Improve public health
A total of $2.5 billion was allocated in 2009 for water and sanitation. Expenditure on sanitation continued to be minimal and narrowly focused in 2009 since the bulk of the money allocated was designated for water. Sanitation activities were limited to ongoing rehabilitative works and the development of waste management plans for Neighbourhood Democratic Councils (NDCs). A shift was made in 2011 to a safer and more efficient sanitation system that could help improve public health and sustainable economic development. The policy lines consist of a National and Regional Solid Waste Management System and the Georgetown Sanitation Improvement Programme. The focus of the work is to improve or rehabilitate nine sewer pumping stations within the Georgetown sewer network.
Operational performance
Under the Solid Waste Management Programme the Haags Bosch facility for waste disposal has been built.
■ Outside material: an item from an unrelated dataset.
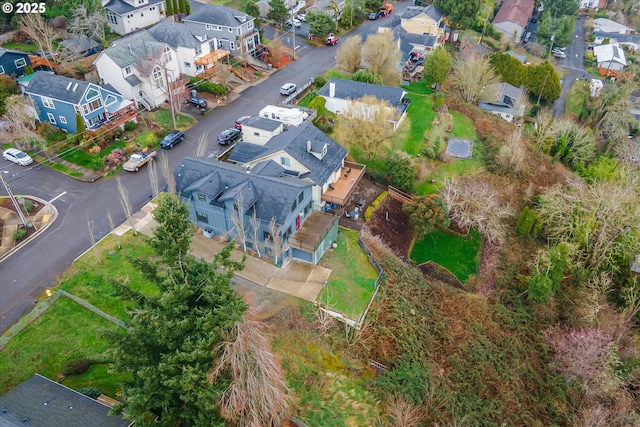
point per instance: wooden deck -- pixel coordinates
(350, 177)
Over the last four years, a total of $4.6 billion has been spent on these projects. There is a garbage collection system in place and the Haags Bosch facility would certainly help to keep the garbage off the streets. But that requires the willingness of the people to act responsibly. The ‘Pick it Up’ campaign launched a few years ago does not seem to be conveying the correct message. Guyanese need to stop dropping things on the ground and start placing their waste in the bins and baskets on the road. The work on the Georgetown Sanitation Improvement Programme is ongoing. Once completed, the project should help improve the operational performance of the Georgetown sewerage system. That project however addresses the needs of 14 per cent of the area residents.
Education and awareness
None of that would matter if the drainage of the city is not addressed with urgency. This writer does not know the full scope of the problem, but the situation is particularly acute in the south Georgetown area where drains either have disappeared or lost their shape and character. As a result, flooding occurs easily and the risk of water borne disease is high. It is this aspect of sanitation that needs to be addressed and the budgets of years passed have overlooked. There is a need therefore for a policy shift in the area of sanitation. Moneys should be allocated in the 2014 budget and in future budgets to tackle education and awareness so that residents could act more responsibly in their immediate surroundings. A programme is needed also to rehabilitate many drains and to dredge canals that have lost their capacity to handle the water flow. Less than one per cent of the budget is allocated to sanitation. That needs to change if Guyana is to see significant improvements in its sanitation situation.